To determine whether brief, face-to-face educational outreach visits can improve the appropriateness of blood product utilization.
Randomized, controlled multicenter trial with 6-month follow-up.
Surgical and medical services of two pairs of matched community and teaching hospitals in Massachusetts.
One hundred one transfusing staff surgeons and attending medical physicians.
A professionally based transfusion specialist presented one surgical- or medical-service-wide lecture emphasizing appropriate indications, risks, and benefits of red blood cell transfusions; brief, graphic, printed educational guidelines; and one 30-minute visit with each transfusing physician. No data feedback was provided. Educational messages emphasized the lack of utility of the traditional threshold for red blood cell transfusions (hematocrit, 30%) and transfusion risks (eg, viral hepatitis).

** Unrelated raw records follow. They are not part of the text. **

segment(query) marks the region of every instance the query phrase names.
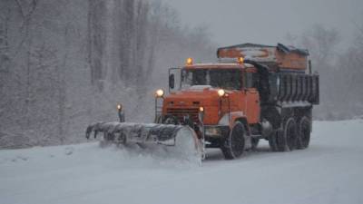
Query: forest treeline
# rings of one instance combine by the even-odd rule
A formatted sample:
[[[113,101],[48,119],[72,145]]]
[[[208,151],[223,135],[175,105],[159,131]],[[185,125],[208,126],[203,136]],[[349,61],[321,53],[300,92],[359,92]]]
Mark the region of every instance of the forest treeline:
[[[79,141],[118,102],[152,121],[168,68],[214,53],[203,26],[157,0],[2,0],[0,147]]]
[[[347,24],[355,25],[351,41],[323,24],[286,36],[289,44],[309,49],[312,68],[320,75],[320,104],[314,107],[318,120],[363,118],[363,22]]]

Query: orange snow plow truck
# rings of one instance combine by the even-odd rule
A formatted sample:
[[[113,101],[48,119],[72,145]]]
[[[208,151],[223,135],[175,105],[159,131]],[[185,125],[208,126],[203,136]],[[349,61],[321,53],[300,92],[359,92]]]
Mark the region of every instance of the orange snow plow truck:
[[[243,44],[219,48],[217,57],[213,63],[188,58],[183,67],[169,69],[169,95],[155,92],[154,123],[124,122],[119,105],[120,121],[90,125],[86,137],[101,131],[103,140],[142,147],[177,146],[190,138],[201,157],[205,148],[219,148],[228,160],[261,139],[274,151],[309,146],[319,86],[307,50]]]

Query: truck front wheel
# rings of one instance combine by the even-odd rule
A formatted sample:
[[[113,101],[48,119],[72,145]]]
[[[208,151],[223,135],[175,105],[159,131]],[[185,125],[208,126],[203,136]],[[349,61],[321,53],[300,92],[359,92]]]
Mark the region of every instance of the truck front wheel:
[[[245,135],[246,131],[243,124],[240,121],[236,121],[221,148],[226,160],[233,160],[242,155]]]

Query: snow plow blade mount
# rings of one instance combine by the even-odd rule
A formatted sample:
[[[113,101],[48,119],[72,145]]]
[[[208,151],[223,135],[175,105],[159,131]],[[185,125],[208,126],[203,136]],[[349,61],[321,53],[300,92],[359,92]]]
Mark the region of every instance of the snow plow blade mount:
[[[103,133],[103,141],[116,144],[136,143],[142,148],[149,145],[173,146],[181,154],[194,154],[201,158],[202,145],[193,130],[173,124],[141,124],[132,122],[96,122],[87,127],[85,137],[92,133],[96,138]],[[192,152],[187,152],[192,151]]]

Proportion of red blood cell transfusions classified as compliant or noncompliant with blood transfusion guidelines, or indeterminate 6 months before and 6 months after an experimental educational intervention.
Based on analyses of 1449 medical record audits of red blood cell transfusions that occurred 6 months before and 6 months after the educational intervention, the average proportion of transfusions not in compliance with criteria declined from 0.40 to 0.24 among study surgeons (-40%) compared with an increase from 0.40 to 0.44 (+9%) among control surgeons (P = .006). These effects were consistent across procedure type and specialty. On average, study surgeons in the postintervention period performed transfusions when hematocrits were 2.0 percentage points lower than before the intervention (28.3% preintervention vs 26.3% postintervention), and lower than in the control group (28.3% preintervention and postintervention; P = .04). Likely savings in blood use for surgical services probably exceeded program costs, even without considering reduced risks of infection. No effects were observed among transfusions occurring in medical services, possibly because of substantially lower transfusion rates and lower pretransfusion hematocrits.
Brief, focused educational outreach visits by transfusion specialists can substantially improve the appropriateness and cost-effectiveness of blood product use in surgery. More data are needed regarding the durability of changes in practice patterns and the health and economic benefits of such interventions.